Furthermore, even if Congress retains the current 100-to-1 statutory ratio for purposes of mandatory minimum sentencing, the proposed one-to-one ratio still has the potential of dramatically decreasing sentences for some crack distributors. Under §5C1.2 ("the safety valve"), drug offenders meeting certain criteria are exempt from statutory mandatory minimums and are instead sentenced directly under the guidelines. In the legislation authorizing the Commission to promulgate a safety valve guideline, Congress indicated that the guideline "shall call for a guideline range in which the lowest term of imprisonment is at least 24 months." Violent Crime Control and Law Enforcement Act of 1994, Pub. L. No. 103-322, § 80001, 108 Stat. 1985, 1986 (1994) (emphasis added). But, under the proposed one-to-one ratio, many crack defendants who qualify for the safety valve will not, as Congress intended, receive guideline sentences of at least twenty-four months. Instead, all safety valve crack defendants who distribute less than 100 grams of crack (a quantity associated with more than 40 percent of federal crack defendants in 1994) will be eligible for prison terms of less than twenty-four months. In our opinion, this is contrary to both congressional intent and sound public policy.

The majority's rationale for a one-to-one quantity ratio appears to be that fairness dictates identical treatment of crack and powder cocaine defendants because crack and powder cocaine are pharmacologically the same drug.[FN.21] This is not the end of the inquiry, however. Penalties for drug offenses are not solely based on pharmacology. Instead, penalties are fashioned to account for the amount of societal harm attributable to a particular drug or form of drug.[FN.22]

FN.21: See Commission Majority, supra note 15, at 4-5.

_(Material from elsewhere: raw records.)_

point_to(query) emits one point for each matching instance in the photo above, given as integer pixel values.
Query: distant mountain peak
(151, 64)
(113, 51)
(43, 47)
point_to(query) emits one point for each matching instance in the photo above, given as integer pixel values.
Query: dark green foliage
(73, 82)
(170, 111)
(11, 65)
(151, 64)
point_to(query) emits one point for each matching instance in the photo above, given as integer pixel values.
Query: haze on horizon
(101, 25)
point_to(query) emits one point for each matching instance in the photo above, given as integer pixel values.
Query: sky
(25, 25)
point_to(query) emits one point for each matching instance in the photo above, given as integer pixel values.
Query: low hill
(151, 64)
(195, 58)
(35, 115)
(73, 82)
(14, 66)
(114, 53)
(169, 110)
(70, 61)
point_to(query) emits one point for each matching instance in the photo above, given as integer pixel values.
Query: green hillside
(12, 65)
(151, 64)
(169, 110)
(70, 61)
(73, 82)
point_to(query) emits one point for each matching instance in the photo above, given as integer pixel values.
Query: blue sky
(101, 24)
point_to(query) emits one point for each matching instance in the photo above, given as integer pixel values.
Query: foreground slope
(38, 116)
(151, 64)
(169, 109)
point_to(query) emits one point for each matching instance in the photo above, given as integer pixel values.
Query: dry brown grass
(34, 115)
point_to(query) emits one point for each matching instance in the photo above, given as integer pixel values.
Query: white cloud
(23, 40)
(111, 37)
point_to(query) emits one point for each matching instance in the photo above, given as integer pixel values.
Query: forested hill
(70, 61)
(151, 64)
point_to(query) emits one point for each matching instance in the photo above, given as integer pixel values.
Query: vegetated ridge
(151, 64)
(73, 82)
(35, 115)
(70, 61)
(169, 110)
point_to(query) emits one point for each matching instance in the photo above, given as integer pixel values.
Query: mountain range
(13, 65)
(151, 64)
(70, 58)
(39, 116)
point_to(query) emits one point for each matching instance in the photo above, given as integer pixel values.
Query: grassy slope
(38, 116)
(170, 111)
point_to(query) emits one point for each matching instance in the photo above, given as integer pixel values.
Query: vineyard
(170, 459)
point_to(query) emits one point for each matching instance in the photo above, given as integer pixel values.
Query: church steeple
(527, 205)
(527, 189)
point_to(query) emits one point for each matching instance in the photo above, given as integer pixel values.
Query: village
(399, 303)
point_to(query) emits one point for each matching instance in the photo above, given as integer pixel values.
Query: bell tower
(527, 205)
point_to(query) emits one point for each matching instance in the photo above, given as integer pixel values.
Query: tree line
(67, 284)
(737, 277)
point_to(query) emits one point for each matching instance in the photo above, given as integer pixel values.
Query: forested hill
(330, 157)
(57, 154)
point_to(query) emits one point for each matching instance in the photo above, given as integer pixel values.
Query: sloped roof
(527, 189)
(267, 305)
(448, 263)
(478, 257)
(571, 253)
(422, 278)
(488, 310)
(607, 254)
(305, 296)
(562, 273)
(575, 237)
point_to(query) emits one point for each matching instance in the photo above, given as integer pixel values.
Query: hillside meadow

FN.22: Indeed, providing varying penalties for different forms of the same drug based upon relative harmfulness is not unprecedented in the guidelines. See, e.g., U.S.S.G. §2D1.1(c) (assigning base offense levels for Methamphetamine, as compared to "Ice" [a different form of Methamphetamine] at a ten-to-one quantity ratio). We note that Methamphetamine bears a five-to-one ratio to powder cocaine and that "Ice" has a ten-to-one ratio to Methamphetamine, or a fifty-to-one ratio to powder. Thus, if a one-to-one ratio between powder and crack is adopted, crack will be punished at a ratio of fifty times less than "Ice."
Sentencing policy is not an exact science. It can only reflect our best judgment as to the appropriate sentences for particular criminal acts, taking into consideration the harms resulting from those acts and the related societal interests in deterrence and prevention. Regrettably, statistical evidence demonstrates that sentencing policy based on thoughtful, appropriate, and race-neutral factors may result in differing impacts on defendants according to race, socioeconomic group, and geographic area. These disparities in impact, however, cannot divert attention from our objective judgments about the underlying criminal activity and the attendant societal interests. In sum, because, as the Commission unanimously concluded in the Special Report, crack poses a greater threat to society than does powder cocaine, and because a one-to-one quantity ratio provides insufficient punishment for crack distributors, we respectfully dissent.